I also understand that she's perplexed by the question about why people hate Hillary Clinton so passionately. She finds it hard to believe the hatred all boils down to abortion. And so she's predisposed to think that there must be some other — some reasonable and credible basis — for the hatred. Hence her interest in the possibility that Hillary Clinton is part of an international Muslim conspiracy to destroy the Christian West. 

And so I'm very interested in the testimony of Annika's aunt — Hillary wants to kill babies — which was echoed in precisely the same words by my cousin's friend who grew up in a large Catholic family in Arkansas, most of whose siblings are voting for Trump.
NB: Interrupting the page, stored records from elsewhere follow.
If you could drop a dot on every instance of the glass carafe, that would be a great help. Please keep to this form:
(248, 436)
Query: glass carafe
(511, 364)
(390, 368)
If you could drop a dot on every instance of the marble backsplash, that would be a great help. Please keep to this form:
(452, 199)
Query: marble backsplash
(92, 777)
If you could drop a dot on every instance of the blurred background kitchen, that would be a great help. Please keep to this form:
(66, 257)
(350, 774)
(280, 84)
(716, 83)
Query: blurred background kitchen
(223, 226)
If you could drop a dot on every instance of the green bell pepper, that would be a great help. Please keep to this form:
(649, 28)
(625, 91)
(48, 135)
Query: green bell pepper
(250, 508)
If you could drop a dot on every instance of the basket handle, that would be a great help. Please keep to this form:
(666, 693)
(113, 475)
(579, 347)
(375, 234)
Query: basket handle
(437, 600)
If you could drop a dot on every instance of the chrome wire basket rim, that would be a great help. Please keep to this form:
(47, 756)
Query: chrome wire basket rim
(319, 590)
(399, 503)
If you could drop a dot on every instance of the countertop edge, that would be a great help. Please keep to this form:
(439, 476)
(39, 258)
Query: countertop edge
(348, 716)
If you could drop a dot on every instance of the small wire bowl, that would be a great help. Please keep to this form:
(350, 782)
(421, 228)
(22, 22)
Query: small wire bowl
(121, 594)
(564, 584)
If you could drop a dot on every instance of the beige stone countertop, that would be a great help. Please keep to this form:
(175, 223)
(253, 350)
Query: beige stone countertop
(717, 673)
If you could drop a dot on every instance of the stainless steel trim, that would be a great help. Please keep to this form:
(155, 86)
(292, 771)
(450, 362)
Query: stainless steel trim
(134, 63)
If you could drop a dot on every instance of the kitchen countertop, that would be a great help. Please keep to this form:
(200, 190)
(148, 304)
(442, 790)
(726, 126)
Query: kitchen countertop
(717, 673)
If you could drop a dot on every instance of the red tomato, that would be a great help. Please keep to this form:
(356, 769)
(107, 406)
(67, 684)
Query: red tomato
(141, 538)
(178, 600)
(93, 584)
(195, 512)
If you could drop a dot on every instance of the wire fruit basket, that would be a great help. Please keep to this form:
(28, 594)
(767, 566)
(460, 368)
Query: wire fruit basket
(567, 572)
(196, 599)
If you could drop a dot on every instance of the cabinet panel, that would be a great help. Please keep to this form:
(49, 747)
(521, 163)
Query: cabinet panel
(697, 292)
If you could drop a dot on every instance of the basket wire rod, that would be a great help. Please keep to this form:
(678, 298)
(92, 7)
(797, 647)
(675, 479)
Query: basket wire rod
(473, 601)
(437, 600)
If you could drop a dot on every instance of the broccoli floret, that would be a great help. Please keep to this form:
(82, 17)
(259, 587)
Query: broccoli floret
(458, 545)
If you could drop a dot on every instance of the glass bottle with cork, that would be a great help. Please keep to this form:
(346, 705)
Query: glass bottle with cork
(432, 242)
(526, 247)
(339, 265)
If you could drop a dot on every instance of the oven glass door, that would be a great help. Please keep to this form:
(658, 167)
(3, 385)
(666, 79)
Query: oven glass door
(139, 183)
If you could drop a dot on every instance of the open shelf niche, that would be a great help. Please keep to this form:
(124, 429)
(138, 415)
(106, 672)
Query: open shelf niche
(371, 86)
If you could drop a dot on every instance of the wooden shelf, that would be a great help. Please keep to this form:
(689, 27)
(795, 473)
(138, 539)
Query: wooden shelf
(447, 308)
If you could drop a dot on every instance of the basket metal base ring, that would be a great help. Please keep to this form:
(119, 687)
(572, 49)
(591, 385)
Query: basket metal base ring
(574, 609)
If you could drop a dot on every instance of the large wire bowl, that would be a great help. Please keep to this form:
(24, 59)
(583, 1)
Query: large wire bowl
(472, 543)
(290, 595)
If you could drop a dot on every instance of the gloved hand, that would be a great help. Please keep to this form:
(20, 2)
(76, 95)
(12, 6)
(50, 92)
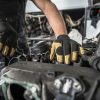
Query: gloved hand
(8, 39)
(66, 50)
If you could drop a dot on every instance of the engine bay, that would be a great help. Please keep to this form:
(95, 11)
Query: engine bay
(43, 79)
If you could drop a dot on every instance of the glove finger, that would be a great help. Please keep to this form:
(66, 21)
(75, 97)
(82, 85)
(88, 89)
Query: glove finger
(5, 50)
(3, 39)
(66, 50)
(57, 50)
(12, 52)
(59, 53)
(74, 51)
(82, 51)
(52, 53)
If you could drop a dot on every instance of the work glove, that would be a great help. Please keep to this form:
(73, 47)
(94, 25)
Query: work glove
(8, 39)
(67, 48)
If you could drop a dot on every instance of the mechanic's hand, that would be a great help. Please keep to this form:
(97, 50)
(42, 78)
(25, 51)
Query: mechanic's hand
(66, 50)
(8, 39)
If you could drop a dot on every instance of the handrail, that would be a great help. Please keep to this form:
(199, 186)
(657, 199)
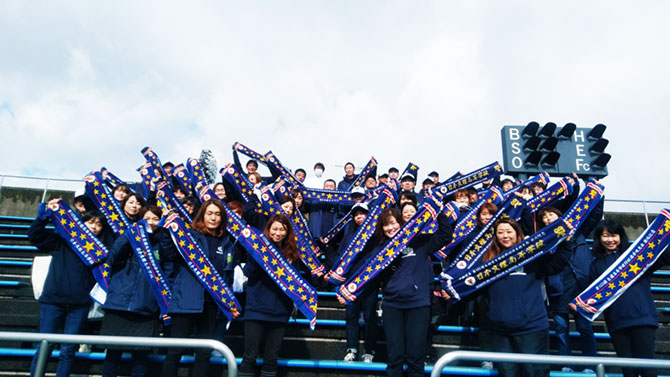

Annika, I hope you won't think that in responding to your testimony, I'm in any way trying to attack your aunt personally. I really want to think through what's going on with this charge that Hillary Clinton wants to kill babies.

My cousin's report that a woman he met recently told him she's voting for Trump solely because Trump is pro-life and Hillary Clinton is not (so this person thinks) and the question my Benedictine acquaintance in England is asking — Can it truly all boil down to the abortion issue, this loathing of Hillary Clinton? — lead me to conclude that there actually is more to the hatred of Hillary Clinton among people who claim she wants to kill babies, than that glib phrase reveals.

The phrase itself tells us that these are people who have demonized Hillary Clinton, since when has she ever proclaimed that she wishes to kill babies? Demonize: to associate a person or group of people with the demonic, with Satan; to turn a person or group of people into Satanic agents. "Hillary wants to kill babies" is shorthand for "Hillary is Satanic" or "Hillary is in league with the devil."

There's a worldview lying behind these charges that is bigger than abortion itself. It's quite specifically a white ethno-nationalist worldview that reflects fear and loathing of many Others who seem to have taken over what those mounting these charges are confident is "their" white Christian nation. This is a worldview that is intently patriarchal and completely willing to turn a woman seeking power that the patriarchal worldview refuses to accord her into a witch, a demon, someone who revels in killing babies. Those promoting this white ethno-nationalist worldview full of fear and loathing of many targeted Others are predictably racist, xenophobic, misogynistic, and homophobic.

So, yes to my Benedictine acquaintance in England: it's about more than abortion. It's about how the so-called "pro-life" movement in the U.S. has become a corrosive, anti-life political force in the U.S. that itself deserves the tag demonic, because it has become a vehicle for hateful, socially destructive -isms that are now threatening to rend the social fabric of America — to tear up the social fabric of the nation because a solid core of conservative white Christians do not intend to relinquish their fantasy of some "right" God has given them to control the nation, even as that core of conservative white Christians becomes a minority in an increasingly diverse electorate.

"Hillary wants to kill babies" is lazy shorthand for, "I want my white Christian country back." It's lazy shorthand for, "'They' are destroying my country, and I do not intend to stand for it any longer." It's lazy, duplicitous shorthand for, "God put this country into my hands, not theirs, and all those women/Latinos/African Americans/gays — fill in the blank — need to step down and stop trying to claim rights that were never given to them."

It's lazy shorthand for racism, misogyny, xenophobia, and homophobia, and it — and the behavior of a shocking number of white American Christians this election cycle — reveal to us a demonic potential in American Christianity that is far more deeply anti-life, far more deeply destructive, than  the legal option for American women to have abortions after Roe v. Wade has ever been.

A shocking number of U.S. Christians this election cycle are quite deliberately choosing to vote for racism, misogyny, xenophobia, and homophobia as core Christian values, and are trying to wrap up this filthy, immoral political choice in language that the so-called "pro-life" movement (that is, white evangelical leaders and the U.S. Catholic bishops) has willingly gorged them with over several decades now. Anyone who thinks Christianity has a viable future in the U.S. following this historic election has work cut out for him/her: that work is quite specifically to rescue Christianity and its brand from the truly demonic "pro-life" movement in American Christianity.